- Alice Stephens
- May 21, 2015
Mining the water for words
Fiction writers rarely put in an eight-hour workday. The physical act of writing is a grueling and lonely experience that does not benefit from putting in overtime for overtime’s sake. Authors like Anthony Trollope and Ernest Hemingway rose early to write, leaving the rest of the day to work a day job, as was the case with Trollope, or cavort, as Hemingway famously did.
It is not that Trollope and Hemingway were lazy (they were both very prolific). Rather, the physical act of transferring a story from the brain to the written word is wearisome. After a while, the mind hits a wall, and it’s time to move onto other things.
But being away from your desk does not mean that you are not working. Your mind is constantly teasing out the knots of a storyline, framing the next scene, testing dialogue, building a backstory for a minor character, pondering the best way to re-word an awkward phrasing, brainstorming how to get out of a corner that you’ve written yourself into.
At the end of my writing day, I like to hit the swimming pool. Immersed in water, I am effectively deaf, dumb, and blind. The water seals my ears from sound. The only thing that leaves my mouth is breath.
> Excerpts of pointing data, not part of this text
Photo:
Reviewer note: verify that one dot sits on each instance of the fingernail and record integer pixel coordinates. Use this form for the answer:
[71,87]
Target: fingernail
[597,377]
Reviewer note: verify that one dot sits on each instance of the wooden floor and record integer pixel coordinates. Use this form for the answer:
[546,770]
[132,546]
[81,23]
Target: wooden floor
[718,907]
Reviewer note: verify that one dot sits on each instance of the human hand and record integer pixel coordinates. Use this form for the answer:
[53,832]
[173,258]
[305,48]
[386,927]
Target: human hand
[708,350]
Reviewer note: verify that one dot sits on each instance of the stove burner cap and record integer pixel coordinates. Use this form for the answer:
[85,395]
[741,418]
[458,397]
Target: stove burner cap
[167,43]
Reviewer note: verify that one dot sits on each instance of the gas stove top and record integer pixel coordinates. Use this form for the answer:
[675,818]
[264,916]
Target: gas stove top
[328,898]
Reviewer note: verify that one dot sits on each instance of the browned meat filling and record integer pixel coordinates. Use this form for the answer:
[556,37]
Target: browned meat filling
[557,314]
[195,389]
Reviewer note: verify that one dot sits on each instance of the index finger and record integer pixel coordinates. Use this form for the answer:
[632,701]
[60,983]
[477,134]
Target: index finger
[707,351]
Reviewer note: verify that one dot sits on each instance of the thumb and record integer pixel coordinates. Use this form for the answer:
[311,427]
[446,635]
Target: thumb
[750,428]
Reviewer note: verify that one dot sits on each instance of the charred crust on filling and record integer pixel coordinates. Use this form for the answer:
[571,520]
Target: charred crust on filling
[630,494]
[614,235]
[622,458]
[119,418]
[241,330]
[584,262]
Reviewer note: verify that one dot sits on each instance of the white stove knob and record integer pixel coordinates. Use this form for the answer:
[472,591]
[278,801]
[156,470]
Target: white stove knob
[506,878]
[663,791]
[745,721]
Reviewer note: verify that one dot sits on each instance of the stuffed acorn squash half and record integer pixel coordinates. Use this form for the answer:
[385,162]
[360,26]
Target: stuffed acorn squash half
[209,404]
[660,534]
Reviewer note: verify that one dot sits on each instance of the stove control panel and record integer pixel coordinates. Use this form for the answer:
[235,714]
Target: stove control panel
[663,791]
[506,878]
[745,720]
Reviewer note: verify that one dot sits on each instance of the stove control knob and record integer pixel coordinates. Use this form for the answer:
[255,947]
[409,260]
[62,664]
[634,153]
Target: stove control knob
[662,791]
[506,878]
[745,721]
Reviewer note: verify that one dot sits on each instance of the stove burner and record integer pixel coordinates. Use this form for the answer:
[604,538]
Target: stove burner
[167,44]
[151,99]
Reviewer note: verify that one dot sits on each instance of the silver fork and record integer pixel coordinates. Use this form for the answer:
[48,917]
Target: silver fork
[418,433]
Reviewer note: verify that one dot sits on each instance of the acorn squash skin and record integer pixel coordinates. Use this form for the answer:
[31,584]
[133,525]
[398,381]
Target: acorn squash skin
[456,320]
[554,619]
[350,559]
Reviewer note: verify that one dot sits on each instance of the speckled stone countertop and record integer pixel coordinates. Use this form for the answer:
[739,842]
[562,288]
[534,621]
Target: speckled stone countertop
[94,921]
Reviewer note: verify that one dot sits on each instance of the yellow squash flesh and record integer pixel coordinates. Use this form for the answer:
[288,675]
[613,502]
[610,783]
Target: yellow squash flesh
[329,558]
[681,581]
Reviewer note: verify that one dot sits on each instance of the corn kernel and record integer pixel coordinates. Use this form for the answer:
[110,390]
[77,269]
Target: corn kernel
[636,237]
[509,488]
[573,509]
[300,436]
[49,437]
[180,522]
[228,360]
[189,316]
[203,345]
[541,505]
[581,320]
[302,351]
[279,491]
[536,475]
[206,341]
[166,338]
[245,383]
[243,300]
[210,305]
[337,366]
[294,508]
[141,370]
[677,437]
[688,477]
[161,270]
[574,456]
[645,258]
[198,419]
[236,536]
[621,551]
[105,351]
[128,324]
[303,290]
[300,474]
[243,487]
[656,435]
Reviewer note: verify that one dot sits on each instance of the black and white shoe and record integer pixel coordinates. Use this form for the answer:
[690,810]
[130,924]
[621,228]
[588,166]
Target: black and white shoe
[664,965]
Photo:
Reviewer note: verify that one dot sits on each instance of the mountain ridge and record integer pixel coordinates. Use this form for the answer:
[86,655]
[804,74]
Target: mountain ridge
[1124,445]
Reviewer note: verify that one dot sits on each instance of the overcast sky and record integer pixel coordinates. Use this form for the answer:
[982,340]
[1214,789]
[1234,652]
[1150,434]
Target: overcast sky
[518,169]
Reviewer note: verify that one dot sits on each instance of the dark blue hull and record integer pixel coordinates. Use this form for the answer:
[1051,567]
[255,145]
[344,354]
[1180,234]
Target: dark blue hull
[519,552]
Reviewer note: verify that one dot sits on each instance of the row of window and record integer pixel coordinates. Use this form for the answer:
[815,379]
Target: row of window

Without my glasses and wearing goggles whited with fog, I can see only the bottom of the pool. The world is reduced to kicking, pulling, breathing, and counting laps. It’s a sensory deprivation tank, economy class.
As I cut through the water, my mind is free to wander. Sometimes I review items on my to-do list or wonder what I’ll make for dinner, but usually my thoughts turn to writing.
What exactly does that guy who is the main character’s bodyguard look like? How many tattoos does he have, and what are they? Will he turn out to be her love interest or her separated-at-birth brother? How about both?
Naahh. That’s not marketable. But it is intriguing. How would it affect the ending? What is the ending, anyway?
If people live underground for generations, would there be evolutionary adaptations?
Flashbacks or linear plot?
Truculent rhymes with succulent.
Does a character named Felix Sprizzil sound too J. K. Rowling?
What the hell am I going to write about in my next column?
I know I’m making progress when I lose count of how many laps I’ve swum.
My watery refuge is as important to my writing as my computer and my supportive husband (though you always comes first, honey). While I gather material, insight, and inspiration from books, plays, movies, art exhibitions, music, travel, people-watching, eavesdropping, world history, and my own past, it is in the pool where I can sift through the haystack for the needle and choose the silken strand with which to thread it, stitch the ideas together, and embroider them with words.
Plunging into the pool, I am testing the waters of my own mind.
I love the smell of chlorine in the afternoon.